Considéré comme une déception par les grands fans de la saga, le film est, au contraire de son prédécesseur, un film sous-côté. En effet, Al Pacino y est magistral et émouvant en homme en quête de réconciliation avec lui-même, essayant d’amener le fils illégitime de son frère tué dans le premier opus, le remarquable Andy Garcia au titre de Don. Le casting entier est vraiment satisfaisant si ce n’est l’insupportable Sofia Coppola, absolument catastrophique dans un rôle pourtant très important. Heureusement, le film nous propose des scènes virtuoses (l’attaque de l’hélicoptère, le meurtre de Joey Zasa) avant de finir sur un montage alterné absolument fabuleux. Une dernière scène vraiment très inutile et ratée vient clore la trilogie, qui restera dans l’histoire du cinéma.
Le troisième opus est bien plus rythmé que le deuxième, une demi-heure moins long (ce qui nous fait quand même trois longues heures) et un poil plus ambitieux. Une réussite.

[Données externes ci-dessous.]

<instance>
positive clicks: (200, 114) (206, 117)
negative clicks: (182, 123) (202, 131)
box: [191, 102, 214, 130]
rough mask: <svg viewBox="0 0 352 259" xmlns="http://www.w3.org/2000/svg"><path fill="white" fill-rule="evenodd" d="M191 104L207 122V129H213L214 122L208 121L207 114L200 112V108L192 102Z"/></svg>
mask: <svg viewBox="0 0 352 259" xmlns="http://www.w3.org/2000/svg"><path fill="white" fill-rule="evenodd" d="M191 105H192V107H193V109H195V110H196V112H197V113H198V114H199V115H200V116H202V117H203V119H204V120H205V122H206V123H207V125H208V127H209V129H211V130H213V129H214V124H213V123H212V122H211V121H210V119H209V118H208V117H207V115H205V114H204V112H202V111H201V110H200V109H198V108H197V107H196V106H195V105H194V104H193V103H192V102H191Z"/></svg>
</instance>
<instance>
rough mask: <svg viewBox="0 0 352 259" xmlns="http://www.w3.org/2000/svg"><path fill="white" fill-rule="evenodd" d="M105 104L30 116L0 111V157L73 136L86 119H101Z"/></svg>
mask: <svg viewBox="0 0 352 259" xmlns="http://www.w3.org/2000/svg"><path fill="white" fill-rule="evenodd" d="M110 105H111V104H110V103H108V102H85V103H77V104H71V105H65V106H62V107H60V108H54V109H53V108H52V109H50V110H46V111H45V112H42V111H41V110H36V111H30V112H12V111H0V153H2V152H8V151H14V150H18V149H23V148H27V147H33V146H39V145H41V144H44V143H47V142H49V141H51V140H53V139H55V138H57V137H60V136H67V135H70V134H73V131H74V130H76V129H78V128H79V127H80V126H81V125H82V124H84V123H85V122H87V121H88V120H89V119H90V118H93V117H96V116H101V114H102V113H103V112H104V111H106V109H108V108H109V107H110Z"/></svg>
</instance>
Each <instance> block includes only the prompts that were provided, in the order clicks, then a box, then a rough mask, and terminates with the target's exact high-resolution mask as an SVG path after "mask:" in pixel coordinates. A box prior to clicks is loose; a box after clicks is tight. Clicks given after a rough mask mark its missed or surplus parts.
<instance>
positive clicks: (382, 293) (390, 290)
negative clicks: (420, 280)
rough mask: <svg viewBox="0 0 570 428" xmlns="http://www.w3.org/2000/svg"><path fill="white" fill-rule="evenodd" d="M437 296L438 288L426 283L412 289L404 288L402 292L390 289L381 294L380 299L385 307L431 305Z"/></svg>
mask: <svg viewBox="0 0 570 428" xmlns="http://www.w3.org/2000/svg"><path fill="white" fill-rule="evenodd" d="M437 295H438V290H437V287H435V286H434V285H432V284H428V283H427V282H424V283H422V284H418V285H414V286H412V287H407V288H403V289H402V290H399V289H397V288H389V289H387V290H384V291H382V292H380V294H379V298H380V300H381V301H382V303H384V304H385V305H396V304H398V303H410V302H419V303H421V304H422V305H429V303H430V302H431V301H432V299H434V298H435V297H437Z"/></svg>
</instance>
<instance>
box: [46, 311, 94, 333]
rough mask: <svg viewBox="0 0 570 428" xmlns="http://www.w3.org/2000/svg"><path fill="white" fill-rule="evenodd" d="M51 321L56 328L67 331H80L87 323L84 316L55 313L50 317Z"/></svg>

En 1990, soit dix-huit ans après la sortie du premier volet, Francis Ford Coppola achève sa trilogie sur la mafia italo-américaine. Décidé à entamer sa rédemption et expurger son passé criminel, Michael Corleone (Al Pacino) se rapproche de l’Eglise. Moins subtil dans la description psychologique des personnages, ce film possède en outre une trame scénaristique laborieuse. Heureusement, le final d’une grande violence dramatique, articulé autour d’une séquence lyrique envoutante, vient compenser les longueurs de cet opus. Bref, sans être mauvaise, cette dernière partie manque de souffle et n’atteint pas les sommets des œuvres précédentes.